Faculty publish and create

Wang Ken

Faculty will finish the fall semester having published papers, secured patents, conducted original musical compositions and more.


            Dr. Ken Wang, associate professor of information systems, published a paper in the Journal of Medical Internet Research mHealth and uHealth titled “Development and Testing of an Intelligent Pain Management System on Mobile Phones Through a Randomized Trial Among Chinese Cancer Patients: A New Approach in Cancer Pain Management.”


            Wang was part of a team that developed a mobile-based intelligent pain management system to help doctors better manage the pain of cancer patients. The group conducted a study of 46 cancer patients at Xinhua Hospital in Shanghai and concluded that the intelligent pain management system can improve the quality of life for patients with cancer pain.


            Wang also traveled to China this summer to study global e-commerce by visiting manufacturing facilities that include the newly built Zippo Manufacturing facility in Taicang, China.


            Wang also studied how Chinese shipping companies handle “the last mile” in the supply chain - on bikes and scooters instead of trucks.

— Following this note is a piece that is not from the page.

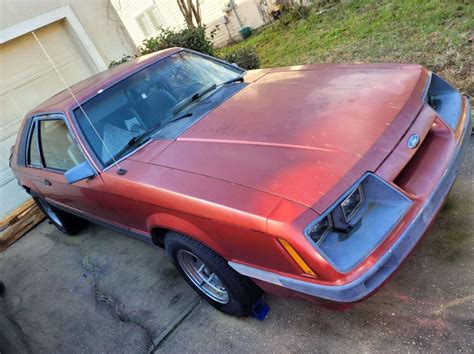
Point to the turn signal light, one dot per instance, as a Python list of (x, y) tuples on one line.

            Dr. Matt Kropf, assistant professor of energy science and technology, served on the University of Pittsburgh committee to prepare a university-wide sustainability plan, which was unveiled last month.


            Dr. Carys Evans-Corrales, professor of Spanish, has published a new translation from Galician, a Romance language spoken in the northwest corner of Spain. Evans-Corrales received a grant from the Ministry of Culture in Galicia to translate “That's how Whales are Born,” a novel by one of Galicia's most prominent contemporary novelists, Anxos Sumai.


            This is Evans-Corrales's sixth translation from Galician.


            Dr. Joshua Groffman, assistant professor of music, has been presenting, composing and performing. His paper, “Report from the Field(s): Music of Place in the Hudson Valley,” was published in the peer-reviewed online journal “Musica Est Donum.”


            He gave a poster presentation on new approaches to teaching music fundamentals at the Pedagogy into Practice conference at Lee University in Cleveland, Tenn. The poster presented results from an ongoing study on music pedagogy he is conducting with Zora Wolfe, assistant professor of education at Widener University.


            His composition “An Arrow Pointed Down” for video and live electronics was selected for performance at the New York City Electroacoustic Music Festival. Groffman also performed his own composition at the College Music Society's National Conference in San Antonio.


            Three members of the Pitt-Bradford education faculty presented at the Pennsylvania Association of Colleges and Teacher Educators' 46th Teacher Education Assembly in Harrisburg.


            Dr. Wayne Brinda, associate professor of education; Dr. Jonathan Chitiyo, assistant professor of education; and Dr. Donna Dombek, associate professor of education; made a presentation, “Teacher Preparedness in Co-teaching Practices”


            Brinda and Dombek also co-presented “Using Danielson - Broadening Awareness of the Teacher Effectiveness Instrument for Teacher Candidates.”


            Dombek is a member of the association's board of directors and helped plan the conference as well.


            Criminal justice faculty members Dr. Tony Gaskew, associate professor of criminal justice, and Dr. Patricia Brougham, assistant professor of criminal justice, both made presentations at the American Society of Criminology Annual Conference in Philadelphia.


            Gaskew presented the paper, “The United States of America vs. The United States of America: Filtering through Social Movements from the Inside-Out.”


            Brougham made a poster presentation on human-animal interaction programs in correctional settings.


            Gaskew also served as a facilitator for discussing “Assumptions of Criminality” as part of a “Black Minds Matter” series held by the University of Pittsburgh School of Social Work in Pittsburgh.


            Tim Ziaukas, professor of public relations, published an article, “Hardly 'False,' the Ka-Door was the Egyptian Tomb's 'Toggle Switch',” in the Winter 2017-18 volume of A Modern Journal of Ancient Egypt.


            Judy Hopkins, instructor of composition, had two poems, “How Women View Windows” and “Lunar Eclipse” in California Quarterly.


            Karen Bell, instructor of composition and writing, had a flash nonfiction piece, “Auntie,” published in the River River  journal and a short story, “How to Name and Claim Romance” accepted by the online magazine, The Write Launch.